Painting the back of a glass tank looks far better then just placing something black behind the back glass even if you use the same paint. The air gap between the backdrop causes refraction reflection which makes the back a mirror at certain viewing angles. The mirror effect highlights anything growing on it besides not being the color you intended. Painting the back makes the back a solid color that looks great and consistent from any angle.
Not much is worse than a reef slide. It can scratch your acrylic or glass and kill your corals. All that live rock likes to shift around. Especially with all that water motion. I used a long 1/4″ drill bit (doesn’t have to be masonry) and made holes in my live rock and connected the pieces together using 1/4″ clear acrylic rod. Much like a tinker toy set only the rods inserted farther so as not to be visible. Not only did I make my tank impervious to reef slides since all the pieces are interconnected, I can also create shelves, coves, towers, and caves, that gravity will not allow by just stacking the rock. Aquascaping options galore!
Don’t glue any PVC fittings that you don’t have to. Pressurized lines like plumbing off of a return pump should be glued, some bulkhead connections like the the drainline from the overflow. But why glue in your stand pipe or fittings off of an in-sump skimmer, or even the separate pieces of a durso? The fittings keep pipes and plumbing snug enough while allowing you to make quick effortless changes to your plumbing.
Eliminate or lessen the height of any waterfall in your system. Waterfalls create three undesirable things: Microbubbles, Noise, and Salt spray. Microbubbles are often undesireable to look at and scatter light. Noise imposes your aquarium on the rest of the room atmosphere. An aquarium should be seen not heard. Salt spray is ugly, causes salinity creep, decreases the life of electronics nearby, and degrades the surface materials of your hood, stand and any other surrounding materials.

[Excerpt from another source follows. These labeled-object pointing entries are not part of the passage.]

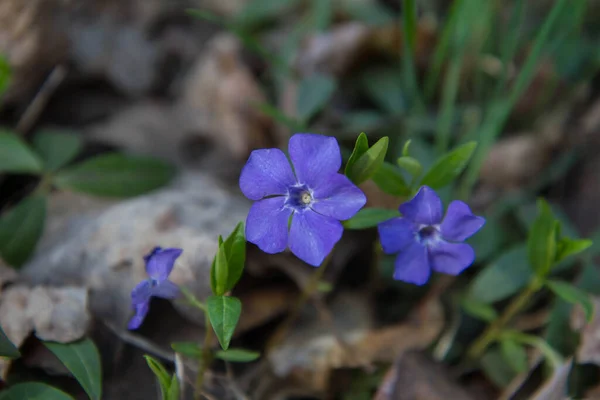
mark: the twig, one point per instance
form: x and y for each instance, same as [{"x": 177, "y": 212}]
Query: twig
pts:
[{"x": 35, "y": 108}]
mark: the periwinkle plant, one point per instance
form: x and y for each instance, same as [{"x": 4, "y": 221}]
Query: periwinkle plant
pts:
[{"x": 300, "y": 200}]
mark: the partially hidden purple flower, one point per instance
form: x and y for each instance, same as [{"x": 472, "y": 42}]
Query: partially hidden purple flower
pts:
[
  {"x": 159, "y": 264},
  {"x": 425, "y": 242},
  {"x": 313, "y": 195}
]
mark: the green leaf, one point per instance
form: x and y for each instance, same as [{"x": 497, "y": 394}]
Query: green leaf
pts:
[
  {"x": 173, "y": 392},
  {"x": 33, "y": 391},
  {"x": 448, "y": 167},
  {"x": 116, "y": 175},
  {"x": 16, "y": 156},
  {"x": 56, "y": 149},
  {"x": 541, "y": 243},
  {"x": 313, "y": 94},
  {"x": 515, "y": 355},
  {"x": 7, "y": 349},
  {"x": 237, "y": 355},
  {"x": 5, "y": 74},
  {"x": 163, "y": 377},
  {"x": 502, "y": 278},
  {"x": 81, "y": 359},
  {"x": 569, "y": 247},
  {"x": 224, "y": 313},
  {"x": 369, "y": 218},
  {"x": 496, "y": 369},
  {"x": 235, "y": 251},
  {"x": 384, "y": 87},
  {"x": 410, "y": 165},
  {"x": 360, "y": 147},
  {"x": 369, "y": 162},
  {"x": 573, "y": 295},
  {"x": 479, "y": 310},
  {"x": 20, "y": 229},
  {"x": 390, "y": 180},
  {"x": 189, "y": 349}
]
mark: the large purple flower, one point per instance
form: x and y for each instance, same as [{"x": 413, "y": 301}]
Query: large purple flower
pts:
[
  {"x": 159, "y": 264},
  {"x": 424, "y": 241},
  {"x": 313, "y": 195}
]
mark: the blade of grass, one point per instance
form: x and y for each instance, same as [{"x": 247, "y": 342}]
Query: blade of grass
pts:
[{"x": 500, "y": 110}]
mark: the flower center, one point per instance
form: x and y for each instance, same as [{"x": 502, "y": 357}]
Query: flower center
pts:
[
  {"x": 299, "y": 197},
  {"x": 427, "y": 233}
]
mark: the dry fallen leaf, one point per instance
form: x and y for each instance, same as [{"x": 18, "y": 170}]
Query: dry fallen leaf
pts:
[
  {"x": 313, "y": 350},
  {"x": 55, "y": 314},
  {"x": 222, "y": 89}
]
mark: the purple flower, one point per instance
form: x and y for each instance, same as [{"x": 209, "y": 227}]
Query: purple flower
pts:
[
  {"x": 299, "y": 208},
  {"x": 424, "y": 241},
  {"x": 159, "y": 264}
]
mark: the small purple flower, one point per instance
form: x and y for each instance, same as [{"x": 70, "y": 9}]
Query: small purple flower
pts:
[
  {"x": 424, "y": 241},
  {"x": 159, "y": 264},
  {"x": 300, "y": 208}
]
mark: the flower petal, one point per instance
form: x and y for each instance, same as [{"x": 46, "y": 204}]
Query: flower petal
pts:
[
  {"x": 166, "y": 290},
  {"x": 160, "y": 263},
  {"x": 141, "y": 293},
  {"x": 425, "y": 208},
  {"x": 315, "y": 157},
  {"x": 412, "y": 265},
  {"x": 459, "y": 222},
  {"x": 451, "y": 258},
  {"x": 140, "y": 313},
  {"x": 312, "y": 236},
  {"x": 338, "y": 197},
  {"x": 267, "y": 225},
  {"x": 267, "y": 172},
  {"x": 395, "y": 234}
]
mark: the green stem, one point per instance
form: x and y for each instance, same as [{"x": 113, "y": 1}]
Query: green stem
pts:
[
  {"x": 494, "y": 330},
  {"x": 307, "y": 293}
]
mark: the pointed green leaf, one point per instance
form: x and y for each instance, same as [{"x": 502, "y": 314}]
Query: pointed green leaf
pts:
[
  {"x": 224, "y": 314},
  {"x": 573, "y": 295},
  {"x": 369, "y": 162},
  {"x": 569, "y": 247},
  {"x": 33, "y": 391},
  {"x": 390, "y": 180},
  {"x": 360, "y": 147},
  {"x": 313, "y": 94},
  {"x": 502, "y": 278},
  {"x": 20, "y": 229},
  {"x": 7, "y": 349},
  {"x": 237, "y": 355},
  {"x": 541, "y": 244},
  {"x": 56, "y": 149},
  {"x": 163, "y": 377},
  {"x": 515, "y": 355},
  {"x": 189, "y": 349},
  {"x": 410, "y": 165},
  {"x": 116, "y": 175},
  {"x": 369, "y": 218},
  {"x": 16, "y": 156},
  {"x": 235, "y": 251},
  {"x": 81, "y": 359},
  {"x": 448, "y": 167},
  {"x": 173, "y": 392},
  {"x": 479, "y": 310}
]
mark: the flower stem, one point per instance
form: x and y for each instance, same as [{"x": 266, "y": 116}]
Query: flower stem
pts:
[
  {"x": 494, "y": 330},
  {"x": 307, "y": 293},
  {"x": 206, "y": 357}
]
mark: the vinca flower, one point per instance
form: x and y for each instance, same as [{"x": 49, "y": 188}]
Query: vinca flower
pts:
[
  {"x": 299, "y": 208},
  {"x": 424, "y": 242},
  {"x": 159, "y": 264}
]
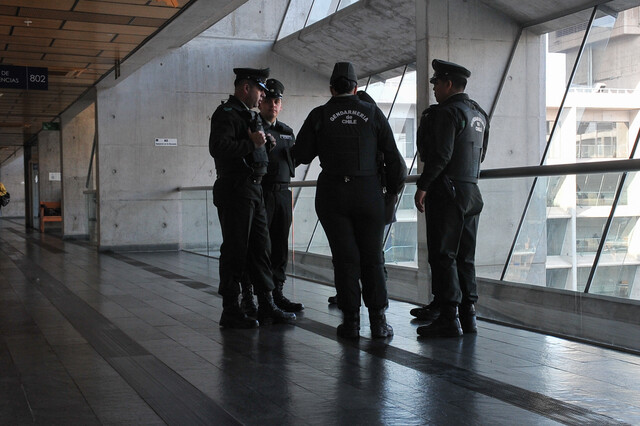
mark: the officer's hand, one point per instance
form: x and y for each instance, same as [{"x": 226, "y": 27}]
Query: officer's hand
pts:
[
  {"x": 257, "y": 138},
  {"x": 271, "y": 140},
  {"x": 419, "y": 199}
]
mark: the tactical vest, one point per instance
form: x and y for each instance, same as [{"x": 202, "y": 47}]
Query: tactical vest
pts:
[
  {"x": 280, "y": 169},
  {"x": 347, "y": 144},
  {"x": 258, "y": 159},
  {"x": 467, "y": 152}
]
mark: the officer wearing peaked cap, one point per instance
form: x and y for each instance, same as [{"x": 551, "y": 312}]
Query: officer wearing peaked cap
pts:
[
  {"x": 237, "y": 143},
  {"x": 346, "y": 134},
  {"x": 452, "y": 142},
  {"x": 277, "y": 197}
]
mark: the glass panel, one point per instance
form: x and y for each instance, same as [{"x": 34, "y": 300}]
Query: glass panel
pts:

My rule of thumb is less than 1 inch. My sump has no water falls. The fall over my display overflow weir is 0.5 inches. It’s also whisper quiet.
- Lessen waterfalls
- Implement a stand pipe drain silencer: Durso, Stockman, or Hofer Gurgle Buster
- In the sump, implement a bubble tower. A Bubble tower quiets the drainline at the water exiting side in the sump. A durso and a bubble tower will totally silence the drain in the system.
- Install the sump on a rubber mat to keep equipment vibrations from resonating out on to your stand.
- Install marine carpeting on the inside surfaces of the stand. Carpeting Will absorb sound keeping it from leaking out the cracks in the stand doors.
- Air intake silencers on the protein skimmer inlet and durso if necessary.
- Quiet pumps by adding “rubber” feet. A little dab of silicone on four corners is cheap and works nicely.